Although Birt–Hogg–Dube syndrome (BHD) is a rare genetic disorder, studies have revealed that BHD is increasingly being diagnosed [1]. As BHD is caused by mutations in the folliculin gene (FLCN), which is a tumor suppressor gene, it can be fatal [2,3]. Patients with BHD can develop cancer in various organs [4]. Inheritance occurs in an autosomal dominant manner; therefore, its early detection can save the lives of those affected or their families. The major diagnostic criteria for BHD, suggested by Menko et al. in 2009, are: (1) skin manifestations (fibrofolliculomas or trichodiscomas) and (2) FLCN mutation; minor criteria (1) multiple lung cysts, (2) renal cancer, and (3) a first-degree relative with BHD [1]. Clinicians screen subjects for BHD when skin manifestations, lung cysts, and/or renal cancer are present.

A prospective study of six patients with BHD conducted by the current authors showed that the participants did not present with typical skin and renal lesions [5]. Another recent South Korean study reported a relatively low incidence of skin and renal lesions in patients with BHD [6,7]. Recent studies have reported less frequent skin and kidney involvement in the symptoms of BHD subjects in East Asia [8]. We assumed patients in Korea are at a high risk for BHD if they have multiple lung cysts located bilaterally and basally, even if skin or renal lesions are absent. However, none of studies so far have systematically reviewed Korean patients with BHD. Moreover, whether detailed characterization of lung cysts, regardless of skin and renal lesions, can predict BHD, remains unknown.

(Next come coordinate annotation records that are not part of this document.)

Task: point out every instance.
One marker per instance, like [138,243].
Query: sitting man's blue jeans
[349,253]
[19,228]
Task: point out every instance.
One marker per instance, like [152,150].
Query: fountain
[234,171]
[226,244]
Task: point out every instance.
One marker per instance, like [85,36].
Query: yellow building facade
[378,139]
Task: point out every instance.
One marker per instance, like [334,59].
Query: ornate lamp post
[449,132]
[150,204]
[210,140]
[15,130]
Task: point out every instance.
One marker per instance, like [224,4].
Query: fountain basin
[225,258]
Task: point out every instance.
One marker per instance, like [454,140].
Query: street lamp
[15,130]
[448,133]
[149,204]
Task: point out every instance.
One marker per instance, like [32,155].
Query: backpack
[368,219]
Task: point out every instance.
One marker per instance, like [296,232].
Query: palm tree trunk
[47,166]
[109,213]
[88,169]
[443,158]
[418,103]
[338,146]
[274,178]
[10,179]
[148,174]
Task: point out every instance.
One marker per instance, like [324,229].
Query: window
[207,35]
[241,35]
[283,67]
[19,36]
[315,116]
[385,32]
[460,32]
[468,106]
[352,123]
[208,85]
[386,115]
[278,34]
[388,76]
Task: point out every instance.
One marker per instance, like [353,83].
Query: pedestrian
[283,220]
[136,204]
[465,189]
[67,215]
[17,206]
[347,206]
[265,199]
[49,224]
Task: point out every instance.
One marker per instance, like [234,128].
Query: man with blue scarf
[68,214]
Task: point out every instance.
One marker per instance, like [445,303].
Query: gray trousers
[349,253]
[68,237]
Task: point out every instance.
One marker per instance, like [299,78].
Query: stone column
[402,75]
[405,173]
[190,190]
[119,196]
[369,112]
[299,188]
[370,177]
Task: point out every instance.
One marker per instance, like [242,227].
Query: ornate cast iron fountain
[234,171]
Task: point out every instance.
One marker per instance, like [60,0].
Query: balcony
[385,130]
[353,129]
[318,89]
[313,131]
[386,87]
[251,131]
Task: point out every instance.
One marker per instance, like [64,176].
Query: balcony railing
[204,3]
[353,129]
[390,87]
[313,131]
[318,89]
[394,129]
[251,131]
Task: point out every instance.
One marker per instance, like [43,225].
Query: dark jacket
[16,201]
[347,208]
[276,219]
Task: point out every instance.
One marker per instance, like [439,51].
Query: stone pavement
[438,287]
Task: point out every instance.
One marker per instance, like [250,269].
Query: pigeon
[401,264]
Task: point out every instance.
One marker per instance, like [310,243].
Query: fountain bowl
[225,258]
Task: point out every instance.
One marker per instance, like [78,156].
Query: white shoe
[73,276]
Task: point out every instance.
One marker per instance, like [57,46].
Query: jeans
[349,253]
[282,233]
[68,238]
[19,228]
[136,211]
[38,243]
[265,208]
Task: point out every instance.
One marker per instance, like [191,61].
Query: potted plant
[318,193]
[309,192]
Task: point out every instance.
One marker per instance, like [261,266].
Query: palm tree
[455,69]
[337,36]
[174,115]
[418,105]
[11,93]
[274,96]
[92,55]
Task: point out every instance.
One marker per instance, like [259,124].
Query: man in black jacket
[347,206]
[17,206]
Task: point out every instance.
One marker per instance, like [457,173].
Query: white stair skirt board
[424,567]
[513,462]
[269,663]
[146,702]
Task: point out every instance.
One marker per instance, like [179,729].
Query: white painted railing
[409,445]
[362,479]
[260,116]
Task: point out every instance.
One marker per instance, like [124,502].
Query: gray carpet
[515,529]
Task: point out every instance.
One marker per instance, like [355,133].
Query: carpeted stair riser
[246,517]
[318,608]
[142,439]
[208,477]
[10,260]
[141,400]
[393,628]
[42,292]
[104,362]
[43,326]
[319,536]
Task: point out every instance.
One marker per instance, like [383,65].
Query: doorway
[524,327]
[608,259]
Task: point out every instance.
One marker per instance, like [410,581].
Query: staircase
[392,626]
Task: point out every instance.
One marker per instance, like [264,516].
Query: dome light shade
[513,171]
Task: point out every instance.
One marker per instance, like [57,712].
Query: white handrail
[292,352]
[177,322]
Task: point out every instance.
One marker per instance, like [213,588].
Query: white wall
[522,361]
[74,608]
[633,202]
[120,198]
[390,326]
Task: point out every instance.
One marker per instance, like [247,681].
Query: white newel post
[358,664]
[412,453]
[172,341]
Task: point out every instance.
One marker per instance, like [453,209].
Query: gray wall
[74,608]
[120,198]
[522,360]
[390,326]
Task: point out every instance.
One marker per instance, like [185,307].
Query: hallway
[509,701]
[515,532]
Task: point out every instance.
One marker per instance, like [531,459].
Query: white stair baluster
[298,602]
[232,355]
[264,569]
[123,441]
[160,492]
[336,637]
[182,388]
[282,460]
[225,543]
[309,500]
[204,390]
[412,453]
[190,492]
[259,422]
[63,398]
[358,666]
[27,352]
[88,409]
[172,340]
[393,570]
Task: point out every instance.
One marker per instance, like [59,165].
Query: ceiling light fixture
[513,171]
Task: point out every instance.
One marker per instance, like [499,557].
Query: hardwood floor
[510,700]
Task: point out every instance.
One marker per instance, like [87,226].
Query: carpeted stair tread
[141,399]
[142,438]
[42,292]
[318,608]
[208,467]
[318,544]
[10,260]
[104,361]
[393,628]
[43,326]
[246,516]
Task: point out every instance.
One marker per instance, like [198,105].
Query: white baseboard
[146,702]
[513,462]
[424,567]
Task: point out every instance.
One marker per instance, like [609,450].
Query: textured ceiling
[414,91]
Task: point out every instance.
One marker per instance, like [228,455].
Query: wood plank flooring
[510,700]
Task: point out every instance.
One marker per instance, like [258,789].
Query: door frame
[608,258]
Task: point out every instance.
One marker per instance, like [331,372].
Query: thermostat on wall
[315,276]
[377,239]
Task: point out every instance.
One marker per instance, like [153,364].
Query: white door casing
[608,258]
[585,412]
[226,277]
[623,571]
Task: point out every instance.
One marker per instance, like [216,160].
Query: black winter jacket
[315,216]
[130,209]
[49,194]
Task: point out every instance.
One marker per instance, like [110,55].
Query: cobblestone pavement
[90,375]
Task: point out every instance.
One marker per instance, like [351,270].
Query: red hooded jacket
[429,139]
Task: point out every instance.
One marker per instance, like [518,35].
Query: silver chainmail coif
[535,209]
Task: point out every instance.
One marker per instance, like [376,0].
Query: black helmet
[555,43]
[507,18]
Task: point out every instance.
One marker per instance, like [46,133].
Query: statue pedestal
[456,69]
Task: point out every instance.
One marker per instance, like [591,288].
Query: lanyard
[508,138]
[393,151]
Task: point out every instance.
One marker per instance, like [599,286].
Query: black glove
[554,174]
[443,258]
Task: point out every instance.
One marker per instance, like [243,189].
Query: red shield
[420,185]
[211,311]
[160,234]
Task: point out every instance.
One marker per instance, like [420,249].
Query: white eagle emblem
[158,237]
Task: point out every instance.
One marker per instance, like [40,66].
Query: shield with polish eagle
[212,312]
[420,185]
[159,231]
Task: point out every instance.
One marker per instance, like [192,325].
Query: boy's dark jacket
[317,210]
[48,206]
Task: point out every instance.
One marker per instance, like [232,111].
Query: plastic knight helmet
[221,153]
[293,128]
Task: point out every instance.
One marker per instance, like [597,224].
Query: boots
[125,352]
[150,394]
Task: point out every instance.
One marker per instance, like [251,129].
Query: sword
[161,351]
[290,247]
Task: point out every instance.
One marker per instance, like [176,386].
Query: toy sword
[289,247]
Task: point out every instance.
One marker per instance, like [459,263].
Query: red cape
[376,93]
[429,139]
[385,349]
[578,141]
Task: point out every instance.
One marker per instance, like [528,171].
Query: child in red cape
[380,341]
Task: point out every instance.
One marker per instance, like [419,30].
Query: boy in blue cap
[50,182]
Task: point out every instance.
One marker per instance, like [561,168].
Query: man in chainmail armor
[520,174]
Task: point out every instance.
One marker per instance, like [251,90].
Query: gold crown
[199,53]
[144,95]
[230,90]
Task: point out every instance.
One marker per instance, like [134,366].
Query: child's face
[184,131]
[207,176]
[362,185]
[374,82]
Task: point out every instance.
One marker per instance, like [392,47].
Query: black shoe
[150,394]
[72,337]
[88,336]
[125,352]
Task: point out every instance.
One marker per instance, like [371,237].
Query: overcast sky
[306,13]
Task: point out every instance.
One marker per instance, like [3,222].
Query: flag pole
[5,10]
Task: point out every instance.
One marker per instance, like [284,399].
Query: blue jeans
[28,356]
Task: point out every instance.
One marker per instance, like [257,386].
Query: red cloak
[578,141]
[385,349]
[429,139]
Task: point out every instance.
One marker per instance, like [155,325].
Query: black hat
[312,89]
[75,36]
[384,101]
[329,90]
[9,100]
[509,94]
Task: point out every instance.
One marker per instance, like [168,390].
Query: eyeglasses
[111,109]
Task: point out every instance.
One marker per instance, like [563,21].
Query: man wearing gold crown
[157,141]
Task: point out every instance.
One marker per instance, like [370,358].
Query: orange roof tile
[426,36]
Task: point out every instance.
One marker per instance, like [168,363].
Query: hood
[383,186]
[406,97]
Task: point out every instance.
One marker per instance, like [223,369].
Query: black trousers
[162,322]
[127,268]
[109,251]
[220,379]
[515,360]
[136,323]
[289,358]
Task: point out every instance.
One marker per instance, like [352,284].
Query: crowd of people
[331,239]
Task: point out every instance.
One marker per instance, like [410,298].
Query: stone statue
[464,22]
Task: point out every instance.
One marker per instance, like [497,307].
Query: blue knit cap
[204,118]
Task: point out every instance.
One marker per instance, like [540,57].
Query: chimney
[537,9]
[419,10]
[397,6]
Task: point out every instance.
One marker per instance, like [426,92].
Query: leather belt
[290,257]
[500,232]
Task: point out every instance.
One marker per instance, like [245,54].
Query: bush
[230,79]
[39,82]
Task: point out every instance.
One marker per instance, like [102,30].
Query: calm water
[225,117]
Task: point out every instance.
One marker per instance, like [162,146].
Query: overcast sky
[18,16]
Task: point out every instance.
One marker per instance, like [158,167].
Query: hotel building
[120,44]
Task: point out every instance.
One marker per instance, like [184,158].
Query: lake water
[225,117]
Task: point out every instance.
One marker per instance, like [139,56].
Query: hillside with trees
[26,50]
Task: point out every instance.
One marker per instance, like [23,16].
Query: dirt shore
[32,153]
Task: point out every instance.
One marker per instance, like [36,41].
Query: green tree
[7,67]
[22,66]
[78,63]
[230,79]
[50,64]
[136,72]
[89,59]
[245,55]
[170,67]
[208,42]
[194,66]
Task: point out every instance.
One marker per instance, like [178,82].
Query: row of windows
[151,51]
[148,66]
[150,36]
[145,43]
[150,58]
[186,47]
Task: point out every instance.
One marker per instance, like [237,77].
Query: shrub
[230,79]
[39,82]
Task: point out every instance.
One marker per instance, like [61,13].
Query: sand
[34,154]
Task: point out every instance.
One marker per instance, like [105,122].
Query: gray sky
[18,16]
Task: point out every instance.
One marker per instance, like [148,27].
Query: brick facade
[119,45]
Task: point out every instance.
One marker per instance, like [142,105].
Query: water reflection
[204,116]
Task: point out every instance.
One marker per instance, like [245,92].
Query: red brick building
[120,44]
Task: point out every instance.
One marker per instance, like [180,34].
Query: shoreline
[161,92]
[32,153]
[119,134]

This study aimed to reveal the typical characteristics of BHD in South Korea. Additionally, we assessed the power of a prediction model that did not consider skin and renal lesions for BHD.

2. Methods

2.1. Ethics Approval and Patient Consent

This study was approved by the Institutional Review Board of Gangnam Severance Hospital, Yonsei University Health System (approval number: 3-2018-0317).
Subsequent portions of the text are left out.